Special Feature: Quinolone Wars in the ED: Which Bomb for Which Battle?
Quinolone Wars in the ED: Which Bomb for Which Battle?
By Michael Felz, MD
Fluoroquinolones (FQs) are precise and powerful agents against infectious diseases. By inhibition of DNA gyrase leading to rapid bactericidal activity, these drugs are "smart bombs" of great value in fighting an array of gram-positive and gram-negative bacterial pathogens. Keeping current on these agents is an ongoing process, due to the release of new drugs and withdrawals of five agents (trova-, tema-, grepa-, spar-, and lome- floxacin) due to unanticipated side effects dating from 1992. Such balance between efficacy and safety may confound ED physicians who depend upon current scientific data for daily decisions, particularly in times of therapeutic uncertainty in penicillin- and macrolide-resistant pneumococcal strains and ever-changing gram-negative resistance. Pharmaceutical representatives contribute to the "decision war" by presenting physicians with evidence-based, but potentially biased, information about each drug. Sadly, it is not realistic to expect any single FQ to prove suitable for all infectious syndromes. This review is an update on the three major battle zones where FQs are central in ED management — community-acquired pneumonia (CAP), urinary tract infection (UTI), and skin and soft tissue infection (SSTI). It is imperative that physicians be judicious in selecting the right bombs for each battle.

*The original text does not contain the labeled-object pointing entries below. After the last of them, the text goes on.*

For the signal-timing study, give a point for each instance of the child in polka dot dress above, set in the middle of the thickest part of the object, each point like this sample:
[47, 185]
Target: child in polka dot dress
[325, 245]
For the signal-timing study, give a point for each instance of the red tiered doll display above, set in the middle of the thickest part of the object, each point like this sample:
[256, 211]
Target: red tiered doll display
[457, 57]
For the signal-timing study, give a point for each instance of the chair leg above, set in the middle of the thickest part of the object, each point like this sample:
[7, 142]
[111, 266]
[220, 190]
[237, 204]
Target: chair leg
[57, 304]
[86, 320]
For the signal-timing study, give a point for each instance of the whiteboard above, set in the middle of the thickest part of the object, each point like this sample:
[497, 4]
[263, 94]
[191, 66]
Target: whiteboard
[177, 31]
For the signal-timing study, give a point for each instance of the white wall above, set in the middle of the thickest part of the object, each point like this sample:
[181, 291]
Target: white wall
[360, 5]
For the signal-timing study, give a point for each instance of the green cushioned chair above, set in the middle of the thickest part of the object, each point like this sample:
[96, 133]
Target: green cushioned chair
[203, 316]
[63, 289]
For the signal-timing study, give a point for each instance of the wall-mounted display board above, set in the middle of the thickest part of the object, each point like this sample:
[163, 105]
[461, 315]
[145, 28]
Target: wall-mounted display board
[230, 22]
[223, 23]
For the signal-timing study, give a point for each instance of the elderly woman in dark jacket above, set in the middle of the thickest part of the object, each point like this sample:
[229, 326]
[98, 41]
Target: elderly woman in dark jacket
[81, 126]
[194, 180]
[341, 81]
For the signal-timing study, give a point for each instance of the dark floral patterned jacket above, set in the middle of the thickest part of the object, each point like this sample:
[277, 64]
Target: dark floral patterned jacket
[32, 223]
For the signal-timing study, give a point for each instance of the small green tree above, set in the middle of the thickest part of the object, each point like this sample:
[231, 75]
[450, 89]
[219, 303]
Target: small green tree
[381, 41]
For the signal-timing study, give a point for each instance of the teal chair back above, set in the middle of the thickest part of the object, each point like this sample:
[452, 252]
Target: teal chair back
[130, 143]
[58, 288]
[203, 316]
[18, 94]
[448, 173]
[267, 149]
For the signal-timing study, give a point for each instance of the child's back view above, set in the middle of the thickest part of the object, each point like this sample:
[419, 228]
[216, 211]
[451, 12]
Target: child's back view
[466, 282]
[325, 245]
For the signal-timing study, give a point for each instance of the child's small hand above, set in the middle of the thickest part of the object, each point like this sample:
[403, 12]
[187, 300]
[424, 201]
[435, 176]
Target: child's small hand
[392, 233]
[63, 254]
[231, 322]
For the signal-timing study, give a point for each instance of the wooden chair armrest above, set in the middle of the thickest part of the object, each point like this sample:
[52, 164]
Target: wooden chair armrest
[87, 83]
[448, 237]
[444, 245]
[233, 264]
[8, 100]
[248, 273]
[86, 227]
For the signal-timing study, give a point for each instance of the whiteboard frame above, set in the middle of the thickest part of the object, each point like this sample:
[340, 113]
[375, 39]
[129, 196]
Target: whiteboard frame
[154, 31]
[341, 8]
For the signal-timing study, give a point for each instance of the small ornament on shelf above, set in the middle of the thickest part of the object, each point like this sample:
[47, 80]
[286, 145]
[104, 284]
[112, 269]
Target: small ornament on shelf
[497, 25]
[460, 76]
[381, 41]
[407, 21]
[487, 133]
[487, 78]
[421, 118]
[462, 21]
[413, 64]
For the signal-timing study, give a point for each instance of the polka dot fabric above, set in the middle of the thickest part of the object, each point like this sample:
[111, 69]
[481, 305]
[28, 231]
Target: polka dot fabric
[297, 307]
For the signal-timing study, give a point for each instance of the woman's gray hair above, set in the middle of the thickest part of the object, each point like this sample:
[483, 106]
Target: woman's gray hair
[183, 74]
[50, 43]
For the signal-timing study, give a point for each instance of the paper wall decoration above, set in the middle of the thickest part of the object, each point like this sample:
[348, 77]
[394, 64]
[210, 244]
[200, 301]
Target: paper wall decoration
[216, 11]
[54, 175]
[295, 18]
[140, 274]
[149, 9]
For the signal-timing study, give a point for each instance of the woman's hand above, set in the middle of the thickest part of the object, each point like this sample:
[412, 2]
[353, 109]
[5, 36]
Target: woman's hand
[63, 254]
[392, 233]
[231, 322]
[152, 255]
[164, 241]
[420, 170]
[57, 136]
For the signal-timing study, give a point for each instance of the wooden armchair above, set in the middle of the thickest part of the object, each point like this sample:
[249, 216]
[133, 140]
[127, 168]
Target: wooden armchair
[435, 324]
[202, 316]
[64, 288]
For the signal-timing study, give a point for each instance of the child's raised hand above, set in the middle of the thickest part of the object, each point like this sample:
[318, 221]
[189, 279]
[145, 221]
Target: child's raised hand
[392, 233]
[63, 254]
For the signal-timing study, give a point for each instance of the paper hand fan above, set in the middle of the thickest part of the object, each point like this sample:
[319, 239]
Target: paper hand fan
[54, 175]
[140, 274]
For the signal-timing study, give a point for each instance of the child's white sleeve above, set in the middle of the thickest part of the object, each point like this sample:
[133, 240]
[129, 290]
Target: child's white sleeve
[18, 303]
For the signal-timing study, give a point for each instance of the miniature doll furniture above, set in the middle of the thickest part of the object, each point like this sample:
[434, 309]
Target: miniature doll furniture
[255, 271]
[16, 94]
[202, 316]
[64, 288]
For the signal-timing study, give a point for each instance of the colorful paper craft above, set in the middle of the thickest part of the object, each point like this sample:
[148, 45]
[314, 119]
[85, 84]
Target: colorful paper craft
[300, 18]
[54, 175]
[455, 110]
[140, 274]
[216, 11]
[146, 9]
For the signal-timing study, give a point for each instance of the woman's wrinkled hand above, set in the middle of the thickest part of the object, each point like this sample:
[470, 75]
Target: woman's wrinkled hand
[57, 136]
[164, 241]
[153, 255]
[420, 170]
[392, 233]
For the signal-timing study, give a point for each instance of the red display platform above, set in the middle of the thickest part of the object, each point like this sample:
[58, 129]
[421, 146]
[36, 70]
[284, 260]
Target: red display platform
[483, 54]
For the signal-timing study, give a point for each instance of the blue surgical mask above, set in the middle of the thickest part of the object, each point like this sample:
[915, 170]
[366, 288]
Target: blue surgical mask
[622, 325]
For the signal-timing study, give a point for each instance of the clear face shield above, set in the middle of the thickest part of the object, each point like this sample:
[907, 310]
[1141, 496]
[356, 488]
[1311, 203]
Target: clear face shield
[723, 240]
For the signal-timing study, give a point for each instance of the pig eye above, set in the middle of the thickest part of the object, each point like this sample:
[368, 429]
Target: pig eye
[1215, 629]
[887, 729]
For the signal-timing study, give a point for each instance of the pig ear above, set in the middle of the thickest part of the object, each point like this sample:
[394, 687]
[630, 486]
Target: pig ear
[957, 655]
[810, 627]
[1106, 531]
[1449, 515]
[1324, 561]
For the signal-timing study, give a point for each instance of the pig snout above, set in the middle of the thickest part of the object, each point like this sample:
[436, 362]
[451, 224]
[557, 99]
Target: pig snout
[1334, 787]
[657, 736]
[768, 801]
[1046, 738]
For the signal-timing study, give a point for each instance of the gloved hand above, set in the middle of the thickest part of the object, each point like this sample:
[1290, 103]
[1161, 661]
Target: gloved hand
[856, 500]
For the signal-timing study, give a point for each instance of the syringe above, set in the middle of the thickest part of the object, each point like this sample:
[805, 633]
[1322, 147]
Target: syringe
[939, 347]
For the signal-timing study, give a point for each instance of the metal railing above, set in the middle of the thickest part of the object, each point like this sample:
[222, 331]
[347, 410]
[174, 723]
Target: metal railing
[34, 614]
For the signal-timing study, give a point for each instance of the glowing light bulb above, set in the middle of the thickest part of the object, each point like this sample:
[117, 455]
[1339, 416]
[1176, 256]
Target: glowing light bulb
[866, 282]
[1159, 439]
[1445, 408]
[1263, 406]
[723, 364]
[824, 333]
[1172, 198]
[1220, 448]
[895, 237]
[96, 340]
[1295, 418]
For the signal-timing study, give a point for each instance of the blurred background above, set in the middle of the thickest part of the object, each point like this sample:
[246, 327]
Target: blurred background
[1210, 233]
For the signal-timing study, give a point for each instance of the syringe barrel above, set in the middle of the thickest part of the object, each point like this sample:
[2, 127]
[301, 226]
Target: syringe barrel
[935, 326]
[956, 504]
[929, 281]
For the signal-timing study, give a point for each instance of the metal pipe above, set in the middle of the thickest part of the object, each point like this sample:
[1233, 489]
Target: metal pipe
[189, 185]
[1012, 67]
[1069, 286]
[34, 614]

The main culture-proven pathogens demonstrated in ambulatory CAP patients are Streptococcus pneumoniae (most frequent), Haemophilus influenzae, and Moraxella catarrhalis, as well as atypicals, such as Legionella pneumophila, Chlamydia pneumoniae, and Mycoplasma pneumoniae. Initial antibiotic considerations could include an oral macrolide, amoxicillin-clavulanate, or doxycycline, depending upon preexisting conditions and local bacterial resistance patterns. Yet, current guidelines emphasize the sustained reliability of three respiratory FQs — levofloxacin (levo), gatifloxacin (gati), and moxifloxacin (moxi) — for initial therapy in ambulatory patients assessed carefully for unusual risk factors.1 As of this writing, levo, gati, and moxi have maintained activity against more than 98% of S. pneumoniae strains in the United States, including penicillin-resistant isolates, and clinical trials have demonstrated equivalence or superiority to other regimens in widespread use. While levo has greater prescribing volume since licensure in 1996, gati and moxi have recent data suggesting superior in vitro anti-pneumococcal activity. Nonetheless, all three FQs have achieved comparable and commendable clinical success in CAP management.2 For example, in 108 CAP patients identified with pneumococcal bacteremia, 98 (90.7%) of these cases were treated successfully with levo, including 11 (91.7%) of 12 infected with penicillin- or macrolide-resistant strains; one would predict from in-vitro data that gati and moxi would be efficacious as well.3 These three respiratory FQs, then, are probably equivalent in efficacy against the common pathogens (and atypicals) in CAP and can be recommended with equal enthusiasm.4 Usual doses are: levo, 500 mg/d; gati, 400 mg/d; and moxi, 400 mg/d. No robust data exist as to optimal duration of CAP therapy, but typical regimens are for 7-10 days.5 In the near future, stay tuned for gemifloxacin to enter the fray as well, with enhanced activity against multi-drug-resistant pneumococcus.
Urinary Tract Infections
Treatment for UTI targets gram-negative organisms. The most common uropathogen in most series (and at our institution) is by far Escherichia coli, followed by organisms of the Klebsiella, Proteus, Enterobacter, Serratia, Enterococcus, and Pseudomonas species.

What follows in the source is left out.